Larry Page and Sergey Brin
Boeing 767-200 · $15M berichtet
Die Google-Mitgründer kauften 2005 für unter 15 Millionen US-Dollar eine gebrauchte Qantas-767 und bauten sie zu einem 50-sitzigen „Partyflieger“ um, wie Eric Schmidt es Berichten zufolge nannte. Eine Vereinbarung mit der NASA erlaubte die Stationierung auf dem Moffett Field neben dem Googleplex – im Gegenzug für die Mitnahme wissenschaftlicher Instrumente und Gebühren von 1,3 Millionen US-Dollar pro Jahr.

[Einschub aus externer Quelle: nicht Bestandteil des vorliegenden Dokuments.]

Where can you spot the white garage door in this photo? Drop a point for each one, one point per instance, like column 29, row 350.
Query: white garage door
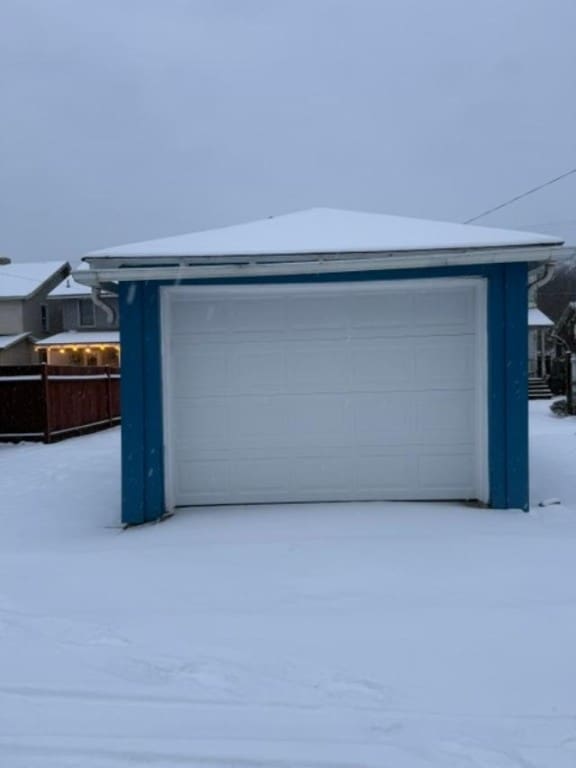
column 365, row 391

Hugh Hefner (Playboy Enterprises)
McDonnell Douglas DC-9-32 · $5.5M berichtet
Playboy übernahm seine ganz in Schwarz gehaltene DC-9 1969 für 5,5 Millionen US-Dollar direkt ab Werk – mit einem weißen Bunny am Heck, einer Diskothek und einem ovalen Bett in Hefners hinterem Salon. Die als „Jet Bunnies“ bekannten Flugbegleiterinnen wurden von Continental ausgebildet. 1975 wurde sie an eine venezolanische Fluggesellschaft verkauft und beendete ihre Tage im Passagierdienst für Aeromexico.
Warren Buffett (Berkshire Hathaway)
Dassault Falcon 20 · $0.9M berichtet
Nachdem er jahrelang Führungskräfte wegen ihrer Firmenjets verspottet hatte, kaufte Buffett 1986 für 850.000 US-Dollar eine gebrauchte Falcon 20 und nannte sie „The Indefensible“ (Charlie Munger hatte „The Aberration“ vorgeschlagen). Später stieg er auf und benannte den Jet in „The Indispensable“ um – und kaufte 1998 für 725 Millionen US-Dollar gleich ganz NetJets.

Richard Branson
Dassault Falcon 7X
Bransons Virgin Group flog jahrelang eine Falcon 900EX mit dem Spitznamen „Galactic Girl“, bevor sie 2020 an Max Verstappen verkauft wurde; heute soll er eine Falcon 7X nutzen. Zu seiner Flugzeugsammlung gehörten auch eine Falcon 50EX und natürlich das Mutterschiff von Virgin Galactic.